Wong Chuk Hang San Wai (黃竹坑新圍 (Wong Chuk Hang new village)) is a village in the Wong Chuk Hang area of Southern District, Hong Kong. It is located at the bottom of Shouson Hill.

==Administration==
For electoral purposes, Wong Chuk Hang San Wai is part of the Bays Area constituency, which is currently represented by Jonathan Leung Chun.

==History==
Wong Chuk Hang San Wai was established in the 1860s and 1870s, as the population of nearby Wong Chuk Hang Kau Wai (黃竹坑舊圍 (Wong Chuk Hang old village)) grew. Wong Chuk Hang Kau Wai had been established in the 18th century by members of the Chow clan of Guangdong province.

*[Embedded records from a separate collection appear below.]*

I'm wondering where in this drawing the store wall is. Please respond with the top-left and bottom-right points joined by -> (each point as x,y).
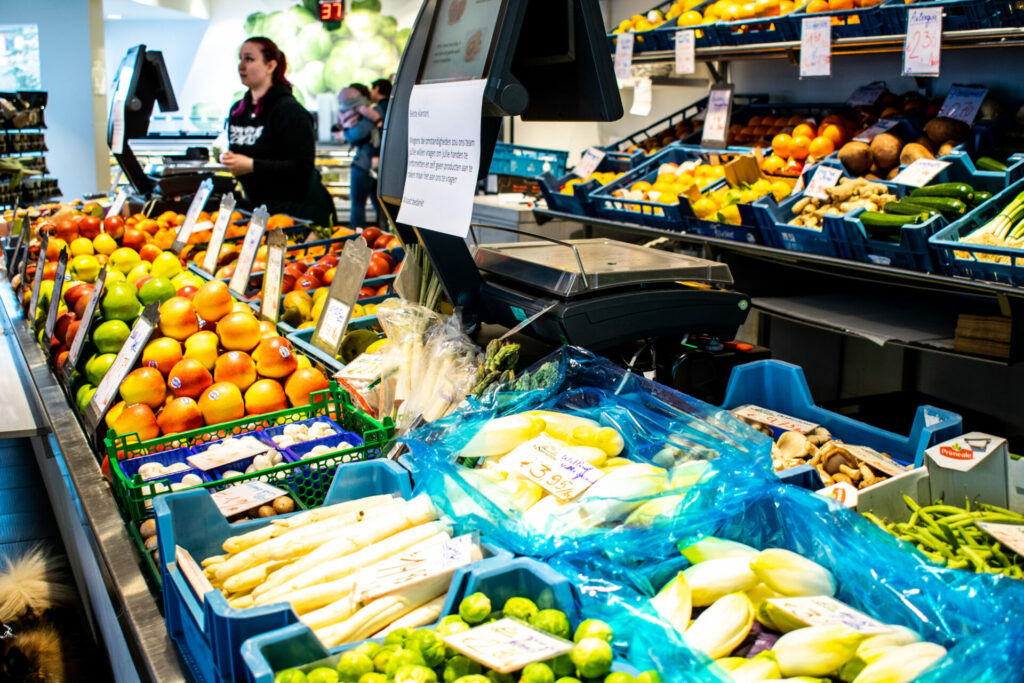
0,0 -> 97,197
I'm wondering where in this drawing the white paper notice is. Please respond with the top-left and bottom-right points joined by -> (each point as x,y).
903,7 -> 942,76
398,80 -> 487,239
676,31 -> 696,74
800,16 -> 831,78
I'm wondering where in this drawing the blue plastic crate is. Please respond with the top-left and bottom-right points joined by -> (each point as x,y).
929,179 -> 1024,287
156,460 -> 412,683
487,142 -> 569,178
722,360 -> 963,489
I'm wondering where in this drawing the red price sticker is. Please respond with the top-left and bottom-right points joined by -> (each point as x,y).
903,7 -> 942,76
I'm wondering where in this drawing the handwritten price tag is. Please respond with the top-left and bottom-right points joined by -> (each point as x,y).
903,7 -> 942,76
615,33 -> 635,79
676,31 -> 696,74
804,166 -> 843,200
800,16 -> 831,78
443,617 -> 573,674
893,159 -> 949,187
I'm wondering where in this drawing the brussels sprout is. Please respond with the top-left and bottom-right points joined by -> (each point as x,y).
502,598 -> 539,623
406,629 -> 444,667
459,593 -> 490,624
441,654 -> 483,683
338,651 -> 374,683
572,618 -> 615,643
569,638 -> 611,678
529,609 -> 572,640
519,661 -> 555,683
394,664 -> 437,683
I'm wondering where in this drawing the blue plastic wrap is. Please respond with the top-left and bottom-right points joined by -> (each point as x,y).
403,347 -> 774,557
551,486 -> 1024,683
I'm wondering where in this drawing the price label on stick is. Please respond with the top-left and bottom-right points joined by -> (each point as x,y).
804,166 -> 843,200
85,302 -> 160,431
615,33 -> 635,79
228,206 -> 270,296
892,159 -> 949,187
700,85 -> 732,148
676,31 -> 696,75
171,178 -> 213,254
903,7 -> 942,76
939,85 -> 988,126
203,193 -> 234,275
800,16 -> 831,78
63,265 -> 106,384
259,227 -> 288,324
442,617 -> 574,674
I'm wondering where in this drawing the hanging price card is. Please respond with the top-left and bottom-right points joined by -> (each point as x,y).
676,31 -> 696,74
203,193 -> 234,274
804,166 -> 843,200
573,147 -> 604,179
171,178 -> 213,254
228,206 -> 270,296
63,265 -> 106,384
892,159 -> 949,187
700,85 -> 732,148
939,85 -> 988,126
442,617 -> 573,674
903,7 -> 942,76
800,16 -> 831,78
259,227 -> 288,323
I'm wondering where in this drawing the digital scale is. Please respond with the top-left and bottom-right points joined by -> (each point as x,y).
378,0 -> 750,349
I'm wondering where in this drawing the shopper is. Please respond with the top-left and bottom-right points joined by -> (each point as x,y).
220,38 -> 335,225
338,83 -> 384,230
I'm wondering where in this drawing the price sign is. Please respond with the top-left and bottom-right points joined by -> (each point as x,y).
228,206 -> 270,297
573,147 -> 604,179
171,178 -> 213,254
63,265 -> 106,384
615,33 -> 635,79
203,193 -> 234,274
939,85 -> 988,126
355,533 -> 474,602
892,159 -> 949,187
85,302 -> 160,431
804,166 -> 843,200
676,31 -> 696,74
28,234 -> 50,322
501,434 -> 604,503
903,7 -> 942,76
800,16 -> 831,78
442,617 -> 573,674
259,227 -> 288,324
43,249 -> 71,347
846,81 -> 886,106
700,85 -> 732,148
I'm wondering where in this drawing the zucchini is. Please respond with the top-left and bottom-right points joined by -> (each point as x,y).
974,157 -> 1007,173
910,182 -> 974,202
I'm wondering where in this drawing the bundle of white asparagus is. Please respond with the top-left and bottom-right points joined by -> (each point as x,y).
203,496 -> 482,647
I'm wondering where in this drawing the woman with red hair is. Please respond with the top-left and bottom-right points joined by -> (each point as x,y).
220,38 -> 335,225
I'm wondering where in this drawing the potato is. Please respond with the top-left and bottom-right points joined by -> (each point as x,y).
899,142 -> 935,164
870,133 -> 903,171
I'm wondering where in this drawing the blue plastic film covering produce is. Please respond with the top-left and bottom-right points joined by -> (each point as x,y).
551,486 -> 1024,683
404,347 -> 774,556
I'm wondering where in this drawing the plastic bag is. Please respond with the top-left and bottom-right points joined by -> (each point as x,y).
402,347 -> 774,556
551,486 -> 1024,683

Sir Shouson Chow is said to have been born in Wong Chuk Hang San Wai in 1861.

Wong Chuk Hang Kau Wai appears as 'Heung-kong-wai' (香港圍, 'Hong Kong Wai' in modern transliteration) on the "Map of the San-On District", published in 1866 by Simeone Volonteri. A substantial part of the village was demolished at the time of the construction of Aberdeen Tunnel.

At the time of the 1911 census, the population of Wong Chuk Hang was 57. The number of males was 44.